By Alice Ritchie ,AFP
GLASGOW — The Glasgow bar is half empty, the televisions showing sport while inoffensive pop music plays. But the students huddled around the table are oblivious — the talk is all about Scotland’s future. It is three weeks since Scotland voted to reject independence on Sept. 18, but the energy behind the nationalist campaign, which won 45 percent of the vote, shows no signs of dissipating.
“We have lost the referendum but it doesn’t mean the dream has died,” said Mhairi Black, a 20-year-old politics student and campaigns officer for the Glasgow University Scottish Nationalist Association (GUSNA). “The vote result was absolutely heartbreaking, gut-wrenching. But less than a week later I was raring to go. Everyone is pumped up, saying, what’s next?” The association’s small membership has almost tripled since the referendum, prompting this week’s meeting of the new committee in a bar — a better venue will need to be found to accommodate the larger numbers. The enthusiasm was palpable among the dozen or so students present, many of whom voted for the first time ever last month. “The reasons I believed in the ‘Yes’ vote were good reasons, and they’re still good reasons,” said Roddy Cairns, a 26-year-old law student and GUSNA’s president.
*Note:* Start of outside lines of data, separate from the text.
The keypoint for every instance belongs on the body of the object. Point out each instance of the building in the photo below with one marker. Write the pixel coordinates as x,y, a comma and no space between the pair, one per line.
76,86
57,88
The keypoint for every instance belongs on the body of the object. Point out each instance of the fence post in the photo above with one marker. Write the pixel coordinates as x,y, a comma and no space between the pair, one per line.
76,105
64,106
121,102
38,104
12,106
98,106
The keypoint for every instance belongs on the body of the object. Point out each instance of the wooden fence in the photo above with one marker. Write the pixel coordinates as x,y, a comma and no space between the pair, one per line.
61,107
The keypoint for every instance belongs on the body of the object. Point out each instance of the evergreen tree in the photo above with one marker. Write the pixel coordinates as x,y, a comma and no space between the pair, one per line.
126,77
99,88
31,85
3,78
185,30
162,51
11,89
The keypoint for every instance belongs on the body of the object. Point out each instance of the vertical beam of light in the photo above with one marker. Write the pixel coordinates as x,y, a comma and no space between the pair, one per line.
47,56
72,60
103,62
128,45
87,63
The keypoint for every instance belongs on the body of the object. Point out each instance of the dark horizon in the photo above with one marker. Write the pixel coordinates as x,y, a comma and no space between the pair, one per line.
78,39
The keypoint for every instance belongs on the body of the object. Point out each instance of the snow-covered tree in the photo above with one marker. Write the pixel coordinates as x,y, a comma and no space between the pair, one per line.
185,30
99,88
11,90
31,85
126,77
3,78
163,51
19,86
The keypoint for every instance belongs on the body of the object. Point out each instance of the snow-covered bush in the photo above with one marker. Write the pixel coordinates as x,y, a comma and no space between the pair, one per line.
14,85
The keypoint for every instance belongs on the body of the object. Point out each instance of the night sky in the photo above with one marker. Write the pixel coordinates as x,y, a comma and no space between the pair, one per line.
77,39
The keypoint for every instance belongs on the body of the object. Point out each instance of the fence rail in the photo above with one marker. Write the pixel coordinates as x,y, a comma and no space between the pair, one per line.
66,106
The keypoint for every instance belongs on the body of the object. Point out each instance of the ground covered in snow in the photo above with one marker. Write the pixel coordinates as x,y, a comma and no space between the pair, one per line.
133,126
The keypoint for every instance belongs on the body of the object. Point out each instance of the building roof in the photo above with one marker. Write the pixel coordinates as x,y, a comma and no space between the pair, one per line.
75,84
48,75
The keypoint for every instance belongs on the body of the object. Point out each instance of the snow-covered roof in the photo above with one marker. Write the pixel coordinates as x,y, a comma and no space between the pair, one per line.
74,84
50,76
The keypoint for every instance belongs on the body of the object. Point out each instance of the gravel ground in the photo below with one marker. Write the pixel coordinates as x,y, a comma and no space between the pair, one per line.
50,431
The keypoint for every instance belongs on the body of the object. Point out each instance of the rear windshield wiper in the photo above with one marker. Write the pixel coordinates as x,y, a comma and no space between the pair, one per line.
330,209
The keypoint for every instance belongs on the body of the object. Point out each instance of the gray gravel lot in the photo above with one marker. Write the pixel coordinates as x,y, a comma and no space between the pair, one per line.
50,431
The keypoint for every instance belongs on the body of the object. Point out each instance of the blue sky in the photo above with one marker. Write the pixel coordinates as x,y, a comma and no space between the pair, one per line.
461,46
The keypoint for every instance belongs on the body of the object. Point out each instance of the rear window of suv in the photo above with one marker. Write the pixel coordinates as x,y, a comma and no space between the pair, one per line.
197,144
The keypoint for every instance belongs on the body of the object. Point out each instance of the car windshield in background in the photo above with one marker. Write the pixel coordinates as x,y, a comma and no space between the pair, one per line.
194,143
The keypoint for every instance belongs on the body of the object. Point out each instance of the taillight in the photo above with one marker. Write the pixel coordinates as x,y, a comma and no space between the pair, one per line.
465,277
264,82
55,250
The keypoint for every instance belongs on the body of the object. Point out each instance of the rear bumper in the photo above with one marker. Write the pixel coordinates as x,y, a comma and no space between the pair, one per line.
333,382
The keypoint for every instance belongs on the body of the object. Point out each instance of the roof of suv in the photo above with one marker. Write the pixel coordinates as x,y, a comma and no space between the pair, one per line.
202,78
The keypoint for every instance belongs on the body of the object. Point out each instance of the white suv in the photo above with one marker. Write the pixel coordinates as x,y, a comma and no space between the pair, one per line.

Free student tuition, the state-run National Health Service (NHS) — “these are the kind of things we need to defend” against budget cuts, he said. It is no surprise that there is nationalist feeling in Glasgow, a city which voted “Yes” to independence, but across Scotland tens of thousands of people are showing a new interest in politics. The ranks of the Scottish National Party (SNP), which runs the devolved government in Edinburgh, have swelled by 52,000 to more than 77,000 members since the referendum. The pro-independence Greens tripled their membership to 6,000, while the Scottish Socialist Party recorded a rise from 1,000 to about 2,500 members. The Radical Independence Campaign, a grassroots left-wing organization, has booked a 3,000-capacity venue in Glasgow for its conference next month. Even the parties which opposed independence — the Conservatives, Labour and the Liberal Democrats — have recorded a slight rise in numbers. “It’s heady stuff,” wrote commentator Lesley Riddoch in The Scotsman newspaper this week.